O Assassinato

O assassinato dos médicos no Rio de Janeiro, executados por engano, nos leva a pensar em várias questões sobre a realidade brasileira atual.

O episódio do assassinato dos médicos num quiosque numa praia no Rio de Janeiro, enquanto tomavam cerveja em horário de folga, nos leva a pensar em várias questões sobre a realidade brasileira atual. Para começar, o completo absurdo da situação, em que profissionais da saúde, em momento de ócio, são executados por engano, porque um deles apresentava semelhança física com um miliciano jurado de morte pelos traficantes. Lembro de outro atentado desses, ocorrido no aeroporto Salgado Filho, em Porto Alegre, onde um homem foi morto igualmente por engano. Num clima de humor macabro dá para imaginar a cena, o pistoleiro encontra a possível vítima, descarrega uma pistola, depois que se deu conta do equívoco, se justifica: “desculpa aí, parceiro, te confundi com um amigo meu.”

O assassinato dos médicos no Rio de Janeiro: JUSTIFICATIVAS FANTASIOSAS

Pessoas crentes em destino traçado por entidades sobrenaturais poderiam argumentar que chegara o momento predestinado para o encontro daqueles homens com a morte. Não adiantava tentar escapar. É bom consolo para quem não consegue encarar a realidade crua. O caos em que a sociedade brasileira está mergulhada. É fácil abstrair o contingente social da vida e atribuir tudo a uma ordem divina, que torna os esforços humanos inúteis.

OUTROS CASOS ALEATÓRIOS

Nessa linha de raciocínio, pode-se trazer alguns exemplos colhidos ao acaso da memória, para ilustrar a prescrição das sinas individuais. Poucos anos atrás, lia-se no noticiário policial, sobre a desdita de um homem que se dirigia de carro ao aeroporto de Guarulhos, em São Paulo. Errou o caminho, precisou fazer um retorno. Ao parar numa sinaleira, foi assaltado, levou um tiro e morreu no local. Também a desgraça de pai e filho que viajavam de carro de Porto Alegre a Pelotas, pela BR-116, o veículo capotou, eles escaparam sem ferimentos, voltaram para a estrada para pedir carona e foram atropelados por caminhão. Morte instantânea.

O assassinato dos médicos no Rio de Janeiro: A FALÊNCIA DA SEGURANÇA PÚBLICA

Mas, não é sempre que se pode culpar forças cósmicas pelas tragédias que assistimos diariamente.
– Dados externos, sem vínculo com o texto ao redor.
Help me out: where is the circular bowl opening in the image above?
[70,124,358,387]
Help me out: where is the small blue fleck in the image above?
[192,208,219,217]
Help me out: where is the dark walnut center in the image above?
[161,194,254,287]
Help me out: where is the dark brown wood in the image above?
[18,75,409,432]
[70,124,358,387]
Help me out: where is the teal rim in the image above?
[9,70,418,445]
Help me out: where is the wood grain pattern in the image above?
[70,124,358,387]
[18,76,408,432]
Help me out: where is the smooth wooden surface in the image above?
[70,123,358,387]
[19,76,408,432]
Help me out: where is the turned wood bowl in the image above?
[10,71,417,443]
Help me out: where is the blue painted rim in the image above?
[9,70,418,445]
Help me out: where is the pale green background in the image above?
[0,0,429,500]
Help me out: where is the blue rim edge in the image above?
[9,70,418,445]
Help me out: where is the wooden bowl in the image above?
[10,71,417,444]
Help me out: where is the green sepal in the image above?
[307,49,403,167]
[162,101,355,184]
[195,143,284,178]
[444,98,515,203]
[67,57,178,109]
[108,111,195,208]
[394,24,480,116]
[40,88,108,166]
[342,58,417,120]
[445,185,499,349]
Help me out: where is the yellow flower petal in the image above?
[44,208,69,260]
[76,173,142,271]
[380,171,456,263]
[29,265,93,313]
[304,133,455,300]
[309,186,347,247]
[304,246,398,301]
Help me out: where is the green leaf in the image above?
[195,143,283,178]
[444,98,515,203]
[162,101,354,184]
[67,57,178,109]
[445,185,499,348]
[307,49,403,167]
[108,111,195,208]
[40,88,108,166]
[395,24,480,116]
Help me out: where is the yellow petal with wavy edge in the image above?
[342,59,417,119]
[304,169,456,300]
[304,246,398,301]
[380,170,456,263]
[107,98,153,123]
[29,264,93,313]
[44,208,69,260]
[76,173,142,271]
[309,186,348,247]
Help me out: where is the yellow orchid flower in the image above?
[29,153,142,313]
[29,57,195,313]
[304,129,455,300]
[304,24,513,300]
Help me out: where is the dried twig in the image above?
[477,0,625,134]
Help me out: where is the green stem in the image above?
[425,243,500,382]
O caso do assassinato dos médicos no Rio de Janeiro é um deles. Em primeiro lugar, temos esse elemento inaceitável, que aliás já se tornou normal no Brasil: uma sentença de morte decretada por uma quadrilha inimiga. Acrescida do próprio estilo de execução: os bandidos chegaram atirando em todos os presentes, sem ao menos se certificar de que o alvo era realmente o réu sentenciado. Uma conjuntura que contraria nossas ilusões de vivermos em um meio regido por alguma norma civilizatória. Mas, o mais incrível desse lamentável ilícito é que os carrascos incompetentes foram também punidos com a pena capital pelos chefes da quadrilha, poucas horas após o crime. E isso por terem matado a pessoa errada e provocado grande repercussão na mídia.

É de causar inveja às autoridades públicas, que estão há cinco anos tentando caçar os mandantes do assassinato da vereadora carioca Marielle Franco, e até hoje ninguém deu uma resposta satisfatória à população. Não estou defendendo aqui que o Estado brasileiro deva sair por aí prendendo e matando qualquer suspeito. Sem o famoso devido processo legal. Sem dar direito de defesa ao acusado. Já vivemos essa calamidade no Regime Militar. E guardamos uma lembrança muito amarga das catastróficas consequências. E ninguém em juízo perfeito deseja repetir a experiência. O que fica claro nesse evento é o estado de total falência dos serviços de segurança pública. Não há necessidade de seguir o exemplo dos bandidos. Basta uma boa dose de vontade política para reestruturar e assumir o controle do Estado brasileiro. Antes que os bandidos o façam.